Israel’s Minister of Culture, Miri Regev, has been trying
desperately to censor Israeli films and filmmakers. Her latest attempt included heavy criticism
of Samuel Maoz’s new award-winning film, Foxtrot, which she admits she hasn’t
seen! Due to the controversy over the
film, I decided to go see it right away, in order to show support for it and
also to see it before it is removed from Israeli screens.
Foxtrot is a serious, strangely compelling and fascinating
film, well-worth seeing! And just today we heard the news that the film is the winner of the Silver Lion award at the Venice Film Festival!

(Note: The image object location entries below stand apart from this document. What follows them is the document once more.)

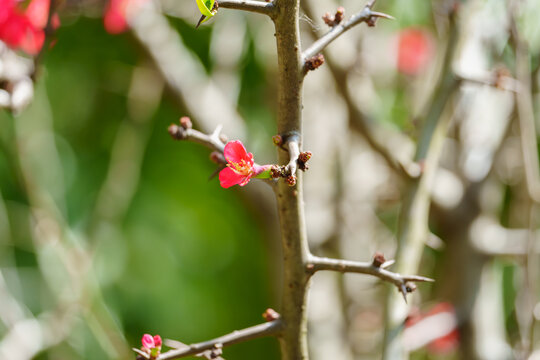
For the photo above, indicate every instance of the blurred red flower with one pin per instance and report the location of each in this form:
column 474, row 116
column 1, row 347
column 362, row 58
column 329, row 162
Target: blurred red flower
column 23, row 29
column 415, row 50
column 116, row 13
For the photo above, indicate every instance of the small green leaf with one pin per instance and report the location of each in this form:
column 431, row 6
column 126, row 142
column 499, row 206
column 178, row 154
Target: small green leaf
column 206, row 8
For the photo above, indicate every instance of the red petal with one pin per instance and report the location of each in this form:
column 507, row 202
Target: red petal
column 235, row 152
column 38, row 13
column 228, row 178
column 157, row 340
column 115, row 17
column 414, row 51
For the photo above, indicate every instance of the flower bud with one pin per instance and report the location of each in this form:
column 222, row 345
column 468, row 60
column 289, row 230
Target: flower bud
column 314, row 62
column 185, row 122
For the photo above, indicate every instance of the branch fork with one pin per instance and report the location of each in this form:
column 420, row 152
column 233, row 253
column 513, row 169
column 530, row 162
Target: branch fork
column 404, row 283
column 365, row 15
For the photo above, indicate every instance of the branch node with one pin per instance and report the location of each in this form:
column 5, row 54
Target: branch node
column 314, row 62
column 333, row 20
column 378, row 260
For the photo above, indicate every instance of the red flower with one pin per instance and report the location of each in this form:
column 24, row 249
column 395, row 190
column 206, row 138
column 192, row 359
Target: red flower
column 241, row 167
column 24, row 29
column 415, row 49
column 116, row 13
column 437, row 329
column 150, row 342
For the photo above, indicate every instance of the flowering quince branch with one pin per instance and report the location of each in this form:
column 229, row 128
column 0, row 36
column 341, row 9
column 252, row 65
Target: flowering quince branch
column 265, row 8
column 366, row 15
column 270, row 328
column 376, row 268
column 186, row 132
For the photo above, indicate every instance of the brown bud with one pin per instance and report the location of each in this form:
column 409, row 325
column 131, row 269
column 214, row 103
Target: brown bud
column 291, row 180
column 328, row 19
column 271, row 315
column 340, row 13
column 378, row 259
column 277, row 140
column 176, row 132
column 185, row 122
column 314, row 62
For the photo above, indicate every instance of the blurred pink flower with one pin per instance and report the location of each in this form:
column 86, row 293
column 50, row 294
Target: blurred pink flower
column 437, row 329
column 24, row 29
column 415, row 50
column 115, row 19
column 241, row 167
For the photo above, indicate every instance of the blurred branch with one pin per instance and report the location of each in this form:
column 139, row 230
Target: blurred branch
column 366, row 15
column 184, row 73
column 272, row 328
column 370, row 268
column 413, row 227
column 376, row 136
column 186, row 132
column 266, row 8
column 525, row 107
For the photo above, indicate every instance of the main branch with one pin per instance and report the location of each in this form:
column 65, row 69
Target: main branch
column 271, row 328
column 266, row 8
column 290, row 198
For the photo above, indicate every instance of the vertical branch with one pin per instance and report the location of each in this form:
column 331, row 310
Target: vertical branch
column 290, row 201
column 413, row 228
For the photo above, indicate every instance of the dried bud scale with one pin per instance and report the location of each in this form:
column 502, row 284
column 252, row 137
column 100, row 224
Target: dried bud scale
column 314, row 62
column 277, row 140
column 378, row 259
column 291, row 180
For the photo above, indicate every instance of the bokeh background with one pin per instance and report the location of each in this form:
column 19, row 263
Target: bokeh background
column 110, row 229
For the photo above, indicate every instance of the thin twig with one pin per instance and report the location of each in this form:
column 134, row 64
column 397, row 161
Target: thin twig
column 211, row 141
column 363, row 16
column 346, row 266
column 272, row 328
column 265, row 8
column 294, row 152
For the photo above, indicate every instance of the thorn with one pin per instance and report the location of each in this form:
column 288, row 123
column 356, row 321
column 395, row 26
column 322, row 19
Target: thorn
column 403, row 290
column 200, row 21
column 383, row 15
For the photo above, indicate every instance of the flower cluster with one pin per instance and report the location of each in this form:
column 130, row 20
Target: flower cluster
column 151, row 345
column 240, row 166
column 24, row 29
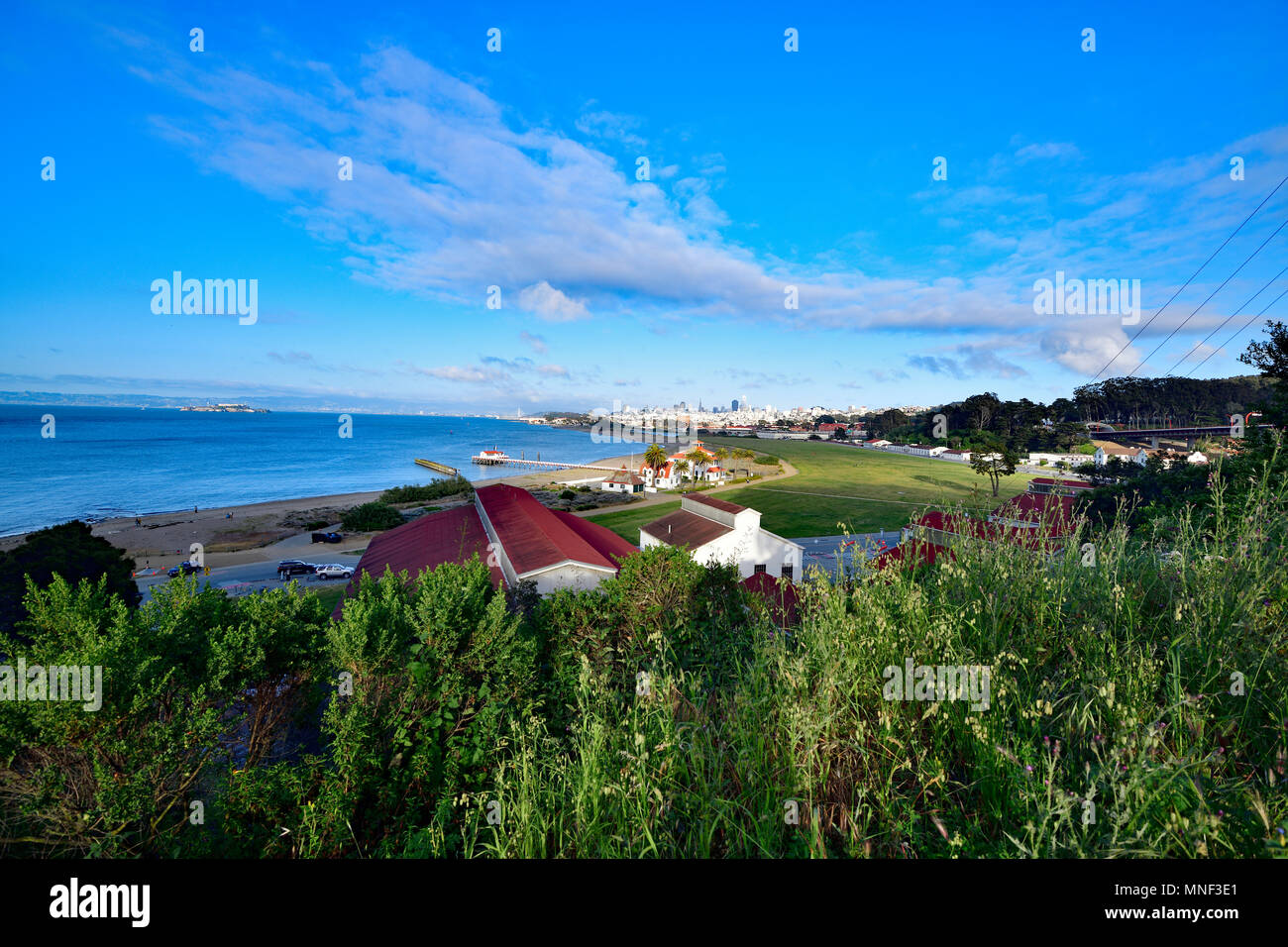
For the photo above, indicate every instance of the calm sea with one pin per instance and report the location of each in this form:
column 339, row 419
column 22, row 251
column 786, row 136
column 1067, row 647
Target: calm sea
column 108, row 462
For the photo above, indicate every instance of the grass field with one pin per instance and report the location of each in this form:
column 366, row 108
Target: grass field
column 864, row 489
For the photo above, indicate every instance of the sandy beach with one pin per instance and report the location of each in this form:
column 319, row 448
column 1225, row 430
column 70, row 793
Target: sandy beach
column 252, row 532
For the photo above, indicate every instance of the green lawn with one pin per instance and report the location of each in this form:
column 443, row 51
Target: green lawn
column 330, row 594
column 864, row 489
column 626, row 523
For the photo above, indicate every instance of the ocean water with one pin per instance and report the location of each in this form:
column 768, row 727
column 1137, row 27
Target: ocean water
column 107, row 462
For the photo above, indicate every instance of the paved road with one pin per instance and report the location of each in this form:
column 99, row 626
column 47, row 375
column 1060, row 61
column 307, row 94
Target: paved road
column 835, row 554
column 256, row 577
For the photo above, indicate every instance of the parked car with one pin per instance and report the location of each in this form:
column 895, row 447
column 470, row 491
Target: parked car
column 334, row 571
column 294, row 567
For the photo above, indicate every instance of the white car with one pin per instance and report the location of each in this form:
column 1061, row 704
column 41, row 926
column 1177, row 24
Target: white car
column 334, row 571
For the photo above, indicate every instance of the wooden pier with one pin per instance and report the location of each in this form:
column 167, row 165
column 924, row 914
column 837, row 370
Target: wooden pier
column 438, row 468
column 501, row 459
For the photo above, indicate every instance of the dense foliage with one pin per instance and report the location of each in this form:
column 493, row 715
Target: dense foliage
column 1137, row 707
column 1060, row 427
column 370, row 517
column 68, row 551
column 451, row 486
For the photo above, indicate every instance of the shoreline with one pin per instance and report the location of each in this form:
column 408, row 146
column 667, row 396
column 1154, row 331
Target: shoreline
column 239, row 532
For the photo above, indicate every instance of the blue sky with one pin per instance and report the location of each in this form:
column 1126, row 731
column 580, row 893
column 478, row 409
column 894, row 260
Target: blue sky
column 518, row 169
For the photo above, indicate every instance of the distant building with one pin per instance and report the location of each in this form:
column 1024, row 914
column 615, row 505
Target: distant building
column 1051, row 484
column 669, row 476
column 511, row 532
column 1106, row 451
column 716, row 531
column 623, row 482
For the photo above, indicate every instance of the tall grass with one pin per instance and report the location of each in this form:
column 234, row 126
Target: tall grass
column 1137, row 707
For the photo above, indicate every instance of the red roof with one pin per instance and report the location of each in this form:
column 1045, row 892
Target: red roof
column 425, row 543
column 1052, row 510
column 533, row 538
column 990, row 532
column 912, row 553
column 781, row 595
column 1054, row 482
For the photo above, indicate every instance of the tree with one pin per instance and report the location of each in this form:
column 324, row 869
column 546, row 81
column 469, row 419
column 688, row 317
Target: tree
column 995, row 463
column 372, row 517
column 1271, row 360
column 69, row 551
column 655, row 458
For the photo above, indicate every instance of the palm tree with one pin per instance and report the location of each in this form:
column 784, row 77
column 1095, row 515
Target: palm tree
column 655, row 458
column 721, row 455
column 697, row 458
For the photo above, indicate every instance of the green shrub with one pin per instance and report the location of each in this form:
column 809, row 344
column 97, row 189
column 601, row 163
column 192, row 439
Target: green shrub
column 437, row 489
column 370, row 517
column 69, row 551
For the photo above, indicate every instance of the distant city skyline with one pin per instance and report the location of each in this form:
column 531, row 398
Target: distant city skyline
column 632, row 208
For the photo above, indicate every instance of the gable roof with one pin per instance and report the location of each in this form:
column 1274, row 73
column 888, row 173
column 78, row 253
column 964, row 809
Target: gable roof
column 533, row 538
column 452, row 535
column 713, row 502
column 780, row 595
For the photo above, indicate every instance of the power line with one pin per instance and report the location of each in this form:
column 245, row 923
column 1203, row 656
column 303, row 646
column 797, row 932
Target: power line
column 1227, row 321
column 1192, row 277
column 1141, row 364
column 1237, row 333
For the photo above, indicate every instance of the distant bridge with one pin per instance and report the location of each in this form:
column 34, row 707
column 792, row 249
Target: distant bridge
column 1190, row 433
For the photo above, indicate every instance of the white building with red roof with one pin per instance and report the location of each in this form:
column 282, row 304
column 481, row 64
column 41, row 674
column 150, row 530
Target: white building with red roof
column 719, row 532
column 511, row 532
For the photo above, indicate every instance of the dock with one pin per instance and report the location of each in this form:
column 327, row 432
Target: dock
column 494, row 458
column 438, row 468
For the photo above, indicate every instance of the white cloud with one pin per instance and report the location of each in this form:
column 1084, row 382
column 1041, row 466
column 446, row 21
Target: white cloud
column 552, row 304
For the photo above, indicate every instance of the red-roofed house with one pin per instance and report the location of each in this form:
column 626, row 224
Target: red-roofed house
column 717, row 531
column 510, row 531
column 780, row 595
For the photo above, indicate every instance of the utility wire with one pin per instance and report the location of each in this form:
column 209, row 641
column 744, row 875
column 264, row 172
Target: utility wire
column 1141, row 364
column 1227, row 321
column 1240, row 331
column 1192, row 278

The film is about bereavement, military service, the humiliation
imposed on Palestinians at the checkpoints, the boredom and tension that the
young soldiers who man the checkpoints have to deal with, and how the
occupation is eating away at our soul. Foxtrot
portrays a family tragedy in a society in which tragedy is so randomly
distributed among the population, as we see in the opening sequence.
Michael Feldman is an architect (played by Lior Ashkenazi) married
to a wonderful wife, with two great kids, a beautiful apartment, and a bit of a
chip on his shoulder. His son, Yonatan,
is serving in a small unit (whose call name on the military radio is “foxtrot”)
somewhere on the moonscape of the West Bank where they are manning a lonely and
somewhat surrealistic checkpoint.
The film is filled with metaphors and symbols. For example, the unit’s pre-fab hut is
crookedly falling into the mire of the lunar terrain, something that one of the
soldiers is measuring every night, desperately worried that one day they will
all disappear into the muck. For a long
time, a camel has symbolized the majestic yet lumbering and lazy Middle Eastern
Arab – here it ultimately brings about our undoing. And the enormous bulldozer,
which everyone associates with one of the major tools of the occupation since
it is used to destroy Palestinian homes, is the instrument of a major military
cover-up of tragic events at a checkpoint. The film also offers a Holocaust allegory which highlights the terrible feelings of survivor's guilt in the second generation (the generation of the soldier's father). And the foxtrot itself -- you dance around and around but always return to the same spot.
This is not an easy film to watch.
It is hard-hitting and stylized, using a lot of shots from above, a perspective which
makes the viewer stand back and take note.
But it is also brilliant in many ways, using the cinematic medium to
portray and criticize, something that the filmmaker should be credited for and
not censored! In a democratic society, this type of film which looks critically
at our contemporary reality is important for raising public awareness and
potentially bringing about political change.
Foxtrot is the story of a society that is exhausted
from bereavement -- smoking
marijuana or simply engaging in denial are some of the major ways of coping,
according to this filmmaker. It is a brilliant and provocative film which offers a shocking and effective cinematic criticism of the military establishment.
Samuel Maoz previously directed the prize-winning film, Lebanon,
about a tank unit during the early
days of the War in Lebanon in 1982 and is based on Maoz's own combat
experiences during that war (previously reviewed on this blog).
Foxtrot is available from The Match Factory and Sony.